La personnalisation de l'accueil client
Pour Jacques Charvet, de Car Enchères, il n'y a pas de secret : le succès des ventes repose sur la relation qu'il a instaurée avec ses clients en amont. Son credo ? Savoir prendre son temps pour mieux convaincre. "Nous soignons énormément l'accueil de nos clients. Cela passe, entre autres, par des rendez-vous pour leur permettre de voir et d'essayer les camions. Plus ils seront éclairés sur l'état véritable du matériel, plus ils seront en confiance et enclins à acheter", estime-t-il. Cet opérateur pousse la logique du service jusqu'à proposer de passer les poids lourds au "scanner" du contrôle technique.
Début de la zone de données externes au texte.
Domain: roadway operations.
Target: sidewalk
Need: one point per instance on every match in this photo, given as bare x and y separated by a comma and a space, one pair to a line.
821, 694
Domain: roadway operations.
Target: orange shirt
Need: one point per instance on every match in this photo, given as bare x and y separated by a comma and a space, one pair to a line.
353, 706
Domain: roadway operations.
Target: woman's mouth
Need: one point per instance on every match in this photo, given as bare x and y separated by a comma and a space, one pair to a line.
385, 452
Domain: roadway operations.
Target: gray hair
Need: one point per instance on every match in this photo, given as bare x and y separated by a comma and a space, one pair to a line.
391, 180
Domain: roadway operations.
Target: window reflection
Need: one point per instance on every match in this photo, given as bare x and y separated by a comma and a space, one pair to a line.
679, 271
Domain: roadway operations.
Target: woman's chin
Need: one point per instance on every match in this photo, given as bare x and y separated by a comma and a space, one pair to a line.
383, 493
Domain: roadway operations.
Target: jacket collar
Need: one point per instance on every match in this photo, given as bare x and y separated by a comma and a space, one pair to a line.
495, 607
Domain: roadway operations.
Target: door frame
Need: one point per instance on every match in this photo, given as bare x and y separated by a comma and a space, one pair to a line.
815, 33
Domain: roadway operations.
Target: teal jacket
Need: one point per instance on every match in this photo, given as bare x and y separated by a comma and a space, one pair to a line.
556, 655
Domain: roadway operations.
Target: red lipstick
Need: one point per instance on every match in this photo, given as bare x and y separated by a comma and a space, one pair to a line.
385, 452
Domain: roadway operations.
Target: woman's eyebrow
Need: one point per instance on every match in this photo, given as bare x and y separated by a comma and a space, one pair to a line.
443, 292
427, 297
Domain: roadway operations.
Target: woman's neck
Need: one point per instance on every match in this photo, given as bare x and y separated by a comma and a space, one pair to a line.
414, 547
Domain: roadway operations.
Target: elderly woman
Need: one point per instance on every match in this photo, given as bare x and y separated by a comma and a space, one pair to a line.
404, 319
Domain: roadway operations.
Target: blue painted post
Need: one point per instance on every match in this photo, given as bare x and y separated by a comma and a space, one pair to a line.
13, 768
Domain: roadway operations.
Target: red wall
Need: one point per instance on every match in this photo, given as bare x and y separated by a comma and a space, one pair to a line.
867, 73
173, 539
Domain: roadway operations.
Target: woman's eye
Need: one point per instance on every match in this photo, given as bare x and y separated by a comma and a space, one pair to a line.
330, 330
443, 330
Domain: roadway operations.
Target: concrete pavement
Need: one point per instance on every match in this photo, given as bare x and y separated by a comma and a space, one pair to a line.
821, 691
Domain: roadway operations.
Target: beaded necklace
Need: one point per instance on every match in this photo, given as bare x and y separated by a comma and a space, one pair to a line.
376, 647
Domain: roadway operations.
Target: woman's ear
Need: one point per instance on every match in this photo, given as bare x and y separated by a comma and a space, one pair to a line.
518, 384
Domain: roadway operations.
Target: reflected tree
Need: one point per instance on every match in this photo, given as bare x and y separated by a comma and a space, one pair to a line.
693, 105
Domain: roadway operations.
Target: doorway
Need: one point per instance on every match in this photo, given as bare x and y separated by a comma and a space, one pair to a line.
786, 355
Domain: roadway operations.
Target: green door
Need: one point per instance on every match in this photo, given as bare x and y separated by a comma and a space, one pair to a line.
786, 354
Au fil du temps, le profil des clients a changé et l'a amené à s'adapter. "Ce sont moins des négociants que des utilisateurs finaux, comme les entreprises de BTP ou des transporteurs, qui viennent nous voir", constate-t-il. Cette stratégie portée sur le qualitatif lui réussit apparemment bien, son entreprise ayant réalisé l'an passé un chiffre d'affaires de 19 millions d'euros sur ses trois sites de ventes, Strasbourg, Lyon et Nice.
Les pays de l'Est et le matériel d'occasion
Les pays de l'Est sont de grands consommateurs de matériels de seconde vie. Selon François Boucher, de Mercier & Cie, "ils sont en pleine croissance et doivent remettre en état leurs infrastructures, notamment routières". Les besoins se font également sentir pour les secteurs de l'agriculture et de la construction. La Pologne, la Lituanie, la Roumanie, la Tchécoslovaquie et la Hongrie sont les plus gros demandeurs. Pour quelles raisons ? Ces pays n'ont pas les budgets suffisants pour acheter du neuf. Ils choisissent d'utiliser du matériel vieux de deux ou trois ans. "Les nouvelles générations de machines respectent les normes européennes, mais ne leur conviennent pas. Ils n'utilisent pas le même carburant et leur embarquement électronique constitue un frein, car il les empêche de changer eux-mêmes les pièces défectueuses en cas de panne". L'occasion "compatible" est donc souvent préférée.